The development came after the prosecution objected to a sentence reached in a plea bargain between Covington's attorney and Judge Vincent Femia.
Trial was set for April 28. A judge will be assigned to hear the case April 25.
During yesterday's hearing before Femia, Covington, a 21-year-old junior, admitted "there was physical contact" with Yvockeea Kim Gray in an Aug. 20, 1985 incident in Covington's campus dormitory room. But he said, "I didn't knock her to the ground," as Gray alleged in court documents.
Both Covington and his attorney, Jeffrey Weber, declined comment.
Under the plea bargain, in which prosecutors do not participate, Femia gave Covington a choice of accepting one of two sentences: a $100 fine with the outcome remaining on Covington's record or one night in jail with the record expunged after three years.
Weber said Covington chose the night in jail.
But James Jones, the assistant state's attorney trying the case, said the state wanted a stronger sentence -- at least 10 days in jail and supervised probation -- and asked for a presentencing investigation. He said this was necessary because of "the defendant's prior character," citing a civil damages suit Covington recently settled out of court.
Two criminal charges against Covington also arose from that case, which involved a February 1985 incident at the Rendezvous Inn, a bar near campus, in which a Maryland student alleged Covington knocked out three of his teeth.

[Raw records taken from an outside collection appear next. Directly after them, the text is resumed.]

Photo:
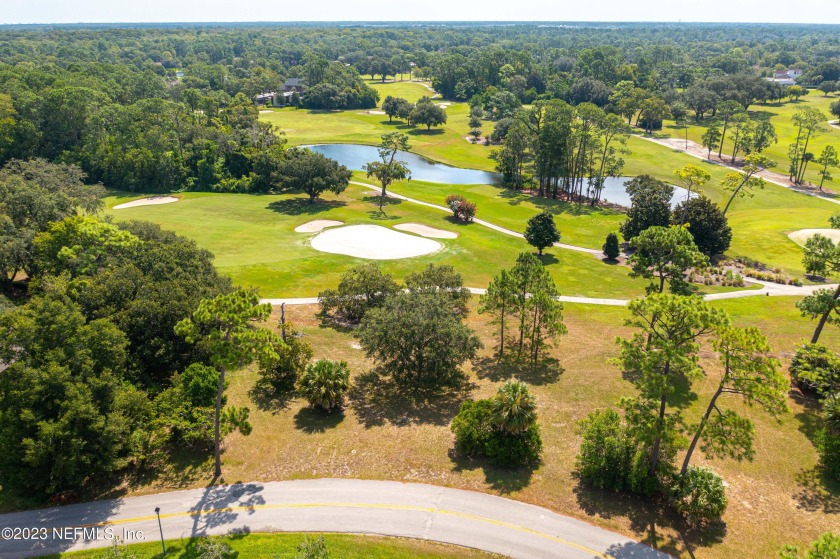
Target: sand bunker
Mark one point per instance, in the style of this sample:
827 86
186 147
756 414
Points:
317 225
801 236
372 242
153 201
426 231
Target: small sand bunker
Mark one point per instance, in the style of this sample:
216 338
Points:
153 201
426 231
373 242
801 236
317 225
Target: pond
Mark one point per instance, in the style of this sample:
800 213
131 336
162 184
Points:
353 156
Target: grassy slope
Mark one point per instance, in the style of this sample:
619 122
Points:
761 224
254 242
279 546
774 500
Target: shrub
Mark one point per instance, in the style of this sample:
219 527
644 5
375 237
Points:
706 223
213 548
700 496
361 288
514 408
283 371
418 340
312 549
816 367
610 248
467 211
828 446
461 208
476 437
610 458
541 231
324 384
510 450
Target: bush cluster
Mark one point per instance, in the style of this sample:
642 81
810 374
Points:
477 436
462 208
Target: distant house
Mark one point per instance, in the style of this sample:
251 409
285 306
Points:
782 81
787 77
292 85
265 98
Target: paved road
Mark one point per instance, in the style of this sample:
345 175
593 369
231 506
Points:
767 175
427 512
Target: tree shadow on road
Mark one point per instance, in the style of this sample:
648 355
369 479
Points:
663 528
222 504
311 420
503 480
378 400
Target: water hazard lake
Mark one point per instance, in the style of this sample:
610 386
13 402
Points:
353 156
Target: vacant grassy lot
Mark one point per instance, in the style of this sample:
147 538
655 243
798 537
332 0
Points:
280 546
776 499
254 241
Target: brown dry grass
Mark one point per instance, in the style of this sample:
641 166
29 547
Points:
776 499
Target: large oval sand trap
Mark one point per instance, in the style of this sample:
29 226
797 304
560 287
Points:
152 201
372 242
801 236
317 225
426 231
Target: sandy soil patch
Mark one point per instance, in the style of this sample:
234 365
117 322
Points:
426 231
152 201
373 242
801 236
317 225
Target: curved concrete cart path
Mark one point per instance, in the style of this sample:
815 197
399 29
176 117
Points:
387 508
492 226
770 289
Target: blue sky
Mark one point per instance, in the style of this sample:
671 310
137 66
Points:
72 11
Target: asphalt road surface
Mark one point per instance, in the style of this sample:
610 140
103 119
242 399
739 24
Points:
426 512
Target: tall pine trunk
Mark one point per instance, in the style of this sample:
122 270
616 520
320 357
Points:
824 318
702 426
217 420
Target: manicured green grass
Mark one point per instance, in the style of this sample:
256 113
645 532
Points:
580 225
446 144
760 224
278 546
781 116
254 242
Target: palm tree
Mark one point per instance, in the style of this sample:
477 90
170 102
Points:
514 408
324 383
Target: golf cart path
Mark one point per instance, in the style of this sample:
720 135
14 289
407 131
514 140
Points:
770 289
427 512
769 176
493 226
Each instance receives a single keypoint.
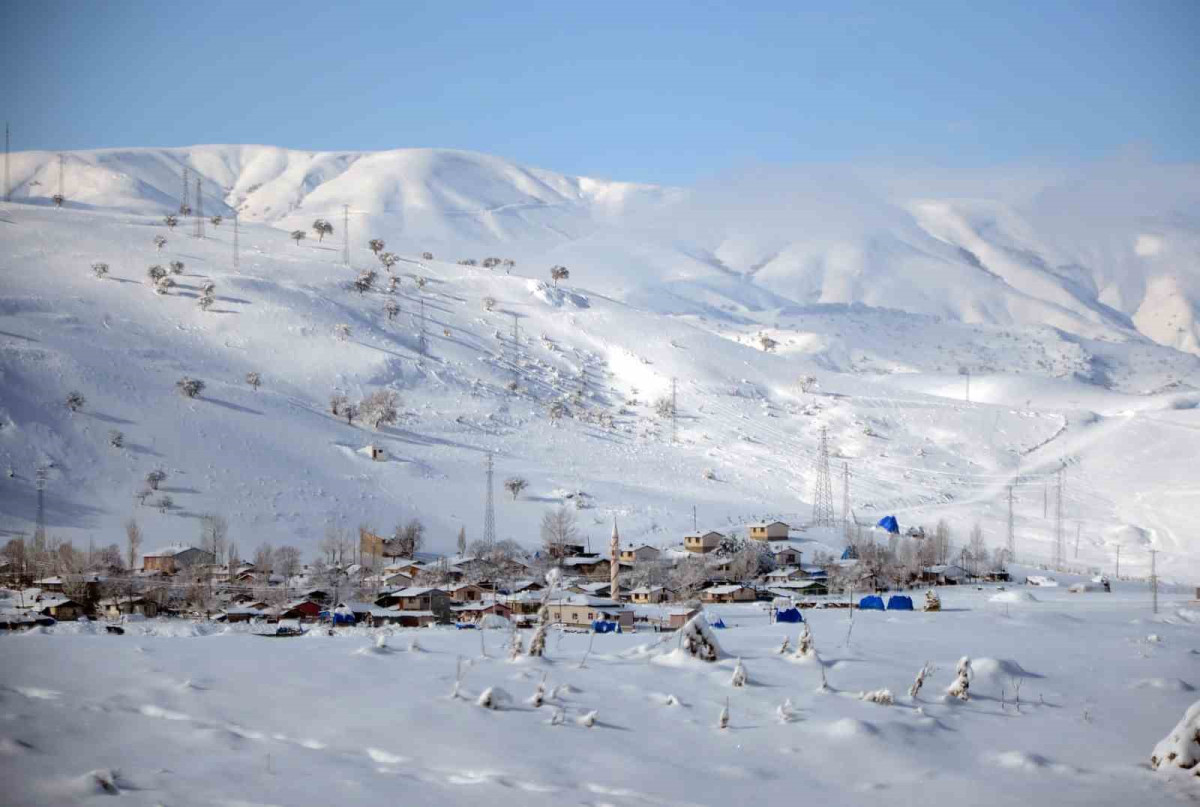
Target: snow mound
(1181, 747)
(1163, 685)
(1013, 597)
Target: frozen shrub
(739, 675)
(961, 681)
(190, 387)
(1181, 747)
(699, 640)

A charge of giving a false report to a police officer was dismissed and a misdemeanor assault and battery charge was put on stet docket, meaning the state could reopen the case if Covington got in trouble again.
Jones said yesterday in court the state does not plan to reopen that case. Femia told Jones he would not order a presentencing investigation in the present case because it was a waste of money and, concerning the request for 10 days in jail, said to Jones, "I bet you can't tell me anybody who got 10 days in jail for a simple assault."
In his office, Femia said the plea bargain he offered Covington was common in this type of case.
"The state objects. The simple way around it is [to] set a date for trial. Then no one can object," said Femia, who handles all criminal appeal cases from district court.
Said State's Attorney Arthur Marshall, "I just like the case tried and the case disposed of the way it should be with the state having its interests represented."
He said his office did not treat Covington any differently because he is an athlete.